Two years later, Becker is a senior health adviser to HHS Secretary Tommy Thompson, collaborating with other public-health officials to strengthen emergency preparedness across the country and abroad. One moment she might be on Capitol Hill talking to Congress; later, she’s meeting with health ministers from other countries or coordinating the emergency plans of such groups as the defense department, the U.S. Food and Drug Administration, and the World Health Organization.
Becker never intended to become a public official. When most of her fellow psychobiology classmates were trotting off to medical school, she chose a path less traveled: vet school. She had spent her teens in rural Minnesota, working on horse farms during the summers. She worked as a vet for twelve years, doing a lot of public health care without realizing it, she says. “Animals are terrific sentinels for disease,” she says, calling it a “no-brainer” that veterinarians are acutely aware of the way epidemics travel because much of their education is herd health.
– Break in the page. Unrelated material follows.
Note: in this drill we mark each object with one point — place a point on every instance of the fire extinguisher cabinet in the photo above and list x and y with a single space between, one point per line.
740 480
Becker’s introduction to the human variety of herd health came in 1993, when she won a fellowship to work on health care reform on Capitol Hill. The seed was planted. Becker earned a master’s in public health at Johns Hopkins, where Henderson advised her on bioterrorism issues, then worked in China combating the rise in sexually transmitted diseases and AIDS.
Mother Nature can be the worst terrorist of all, Becker says, offering last year’s SARS outbreak as an example. SARS could have been simmering for years, she says, and in a crowded population like China’s, it can spread rapidly. Chinese health officials “probably didn’t realize they were dealing with a pathogen that was different from the normal respiratory viruses that could be contained within their borders,” she says. Whether disseminated by terrorists or through the overcrowding of human or animal populations, emerging pathogens are the real threat, Becker says. And preparing for one method of dispersal protects against the other. “By strengthening preparedness against bioterrorism,” she says, “we’re also preparing for natural disease outbreaks.”